Every night of the year, a national network of volunteers waits to transport urgently required blood, tissue samples and other vital medical supplies between hospitals. The National Association of Blood Bikes is a coalition of charities that provide a free courier service to the NHS outside of work hours. Blood can only be stored for transport for a maximum of 4 hours, making every second count when moving it between hospitals. Blood bikes have doubtless saved many lives since they were started in 1969 and provide an invaluable service to the NHS and the country.

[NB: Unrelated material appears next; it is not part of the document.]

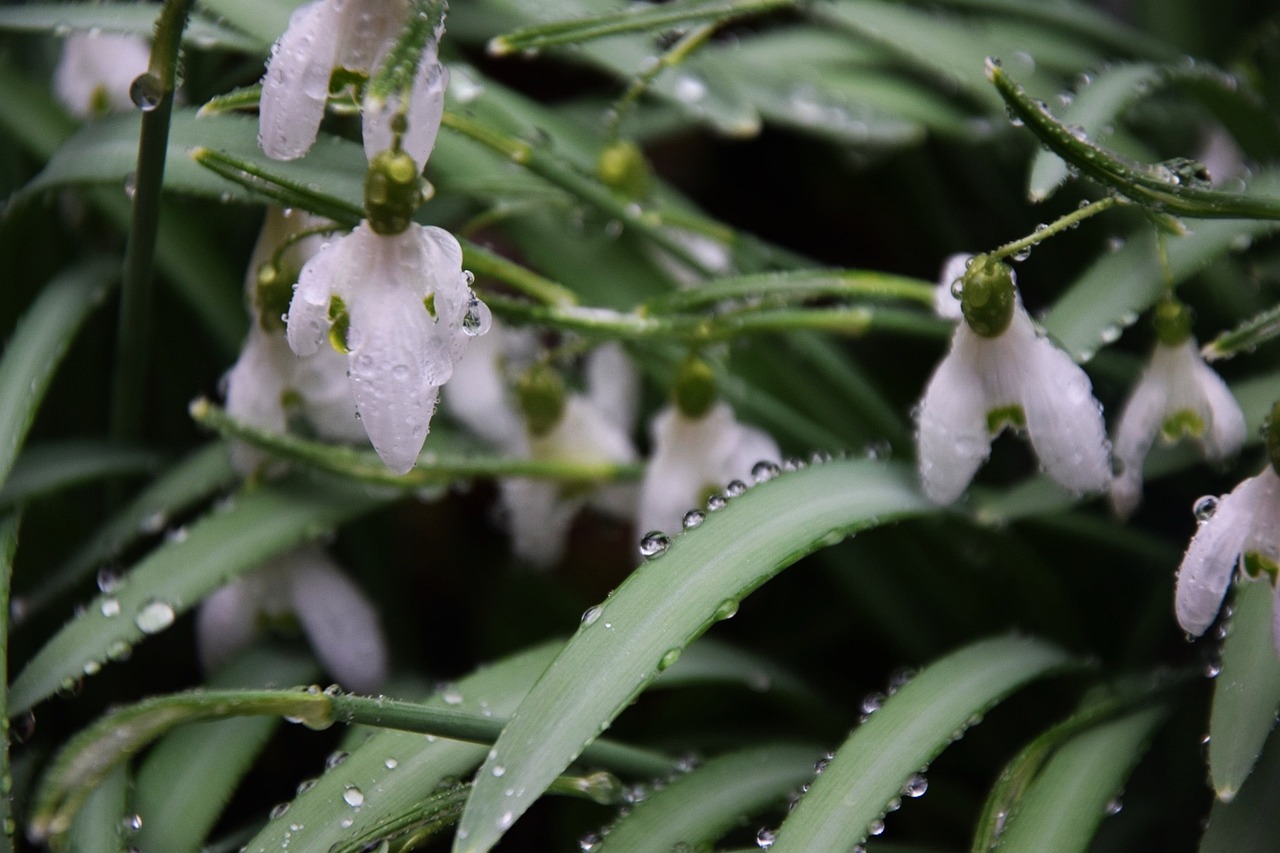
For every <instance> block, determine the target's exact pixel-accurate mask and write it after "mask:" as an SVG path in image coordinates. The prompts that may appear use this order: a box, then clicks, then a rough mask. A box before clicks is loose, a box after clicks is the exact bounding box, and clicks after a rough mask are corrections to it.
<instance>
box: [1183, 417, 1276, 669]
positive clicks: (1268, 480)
mask: <svg viewBox="0 0 1280 853" xmlns="http://www.w3.org/2000/svg"><path fill="white" fill-rule="evenodd" d="M1277 409H1280V406H1277ZM1242 564H1243V566H1244V567H1245V569H1247V570H1249V569H1252V570H1253V574H1257V575H1267V580H1270V581H1271V583H1272V585H1275V583H1276V578H1275V571H1276V566H1277V565H1280V476H1276V470H1275V466H1274V464H1270V465H1267V466H1266V469H1263V471H1262V473H1261V474H1258V475H1257V476H1252V478H1249V479H1247V480H1244V482H1243V483H1240V484H1239V485H1236V487H1235V489H1234V491H1233V492H1231V493H1230V494H1228V496H1226V497H1224V498H1221V500H1220V501H1219V502H1217V507H1216V508H1215V511H1213V514H1212V516H1210V517H1208V519H1206V520H1204V521H1202V523H1201V524H1199V528H1198V529H1197V530H1196V535H1194V537H1193V538H1192V543H1190V546H1188V548H1187V553H1185V555H1183V562H1181V566H1180V567H1179V569H1178V588H1176V592H1175V596H1174V603H1175V611H1176V613H1178V624H1179V625H1181V626H1183V629H1184V630H1185V631H1187V633H1188V634H1192V635H1193V637H1199V635H1201V634H1203V633H1204V630H1206V629H1207V628H1208V626H1210V625H1212V624H1213V619H1215V617H1216V616H1217V611H1219V608H1220V607H1221V606H1222V597H1224V596H1225V594H1226V588H1228V587H1229V585H1230V583H1231V578H1233V576H1234V575H1235V570H1236V566H1240V565H1242ZM1272 628H1274V635H1275V642H1276V648H1277V649H1280V593H1277V601H1276V605H1275V608H1274V611H1272Z"/></svg>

Since 2010, Merseyside Fire and Rescue Service became the first fire service in the UK to deploy fire bikes equipped to fight fires. The specially adapted touring bikes are fitted with two foam-and-water canisters and a 30-metre hose in order to fight small fires, thus freeing up the fire engines for larger cases. While a few other authorities use motorcycles in some form or another, the UK is lagging behind other countries in using bikes as fully operational fire engines. Fire services in Japan, Singapore and Hong Kong deploy motorcycles as their size and manoeuvrability make them ideal for a high-intensity urban environment.
The use of motorcycles by the Police took off with the advent of motorways. As with the other services already mentioned, bikes allow officers to bypass stationary traffic or other holdups and get where they need to faster even than a patrol car with its blues and twos on. The Historic Police Motorcycle Group is the place to go if you want to discover more about the many different models used by the police, not just in the UK but around the world.